As can be seen, this translates the findings of the literature into the covid domain: make sure that people have a realistic appraisal of the risks they face and that they are empowered to address those risks (which is why, elsewhere in the report, SPI-B advocated supporting communities—especially the more marginalised and deprived—and providing the resources they need to follow the rules). To suggest that this is, in any sense, seeking to control people, is nonsense. Not only is it based on sound science; arguably it is plain common sense.

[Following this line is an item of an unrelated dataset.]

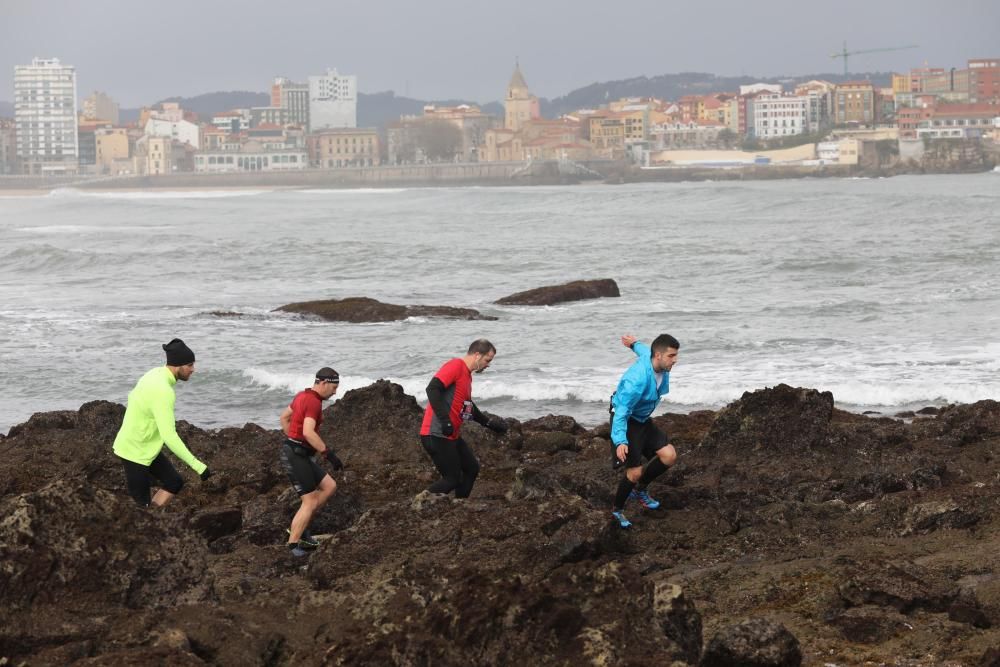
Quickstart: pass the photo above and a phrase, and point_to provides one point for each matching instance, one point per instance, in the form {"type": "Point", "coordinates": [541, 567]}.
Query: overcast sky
{"type": "Point", "coordinates": [140, 52]}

This emphasis on empowerment is even clearer when one looks across the corpus of SPI-B reports. It reflected a conception of the public as an asset rather than an impediment in the pandemic. The advice was to engage with the public and focus on supporting them in doing the right thing rather than assume they need frightening and coercing in order to stop them from doing the wrong thing. This is particularly clear in another report of 3 April 2020 on “harnessing behavioural science to maintain social distancing”13 (subsequently published as a journal article).14 Among the key principles set out in the paper were the need to avoid authoritarian messaging based on coercion, an emphasis on enabling behaviour rather than the use of punishment or castigation, and the need to engage with communities in order to co-design interventions with them as opposed to imposing interventions upon them.

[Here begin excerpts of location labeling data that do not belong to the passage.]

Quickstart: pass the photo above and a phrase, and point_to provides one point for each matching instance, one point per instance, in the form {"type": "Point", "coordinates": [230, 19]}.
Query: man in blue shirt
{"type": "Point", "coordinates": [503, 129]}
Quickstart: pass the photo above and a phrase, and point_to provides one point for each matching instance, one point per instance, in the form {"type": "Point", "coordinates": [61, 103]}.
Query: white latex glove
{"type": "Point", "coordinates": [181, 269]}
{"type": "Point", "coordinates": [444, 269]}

It is in this context that the comments by Hancock and Case attain a larger significance. Not only do they promote a naïve and mistaken strategy of fear, they also convey a wider attitude of contempt towards the public, suggesting that they cannot be reasoned with and can only be scared into doing the right thing. This contempt is a defining feature that is found throughout the leaked Whatsapp messages: contempt for the teaching profession who are described as “absolute arses” who “just hate work”; contempt for the police, described as “the plod” whose concerns about repressive enforcement of covid rules was airily dismissed with the comment that they “have been given their marching orders”; contempt for travellers placed in quarantine whose discomfort was described as “hilarious”—and, of course, contempt for the general public, not only in words, but also in deeds—for instance, Hancock getting tests couriered for a colleagues’ son even as he refused testing to those entering care homes from the community for want of adequate supplies.15

The reason why this matters is not just because of what it says about the attitudes of our elected representatives towards their electorate, but because it fundamentally compromised the government’s covid strategy. To take one glaring example, time and time again, SPI-B argued for financial support so that people could self-isolate.16 The government provided only the most minimal resources in response; and the reason became clear when Matt Hancock told a House of Commons Inquiry that, were more money available people would simply “game the system.”’17

Similar points could be made about the government’s use of fines and other punishments to secure compliance, despite advice that this could alienate the public—especially those who lacked the resources to comply.18 The same could be said about the government’s failure to heed the advice to engage with communities—especially those with a troubled history with authority—in order to increase vaccination rates19; and much more besides. The common theme is that the UK government’s contempt for, and distrust of, the public led to a systematic set of failures to engage with the public in confronting covid. In effect the government spurned the most valuable resource they had for dealing with the pandemic. This is the most fundamental revelation of the WhatsApp scandal. It is arguably a failure as bad as the failures over personal protective equipment and Test and Trace. It did not come from the government conspiring with behavioural scientists in SPI-B. It came from them ignoring their advisors.

Footnotes

  • Competing interests: The authors were all participants in SPI-B. SM and SR are members of independent SAGE.
  • Provenance and peer review: not commissioned, not peer reviewed.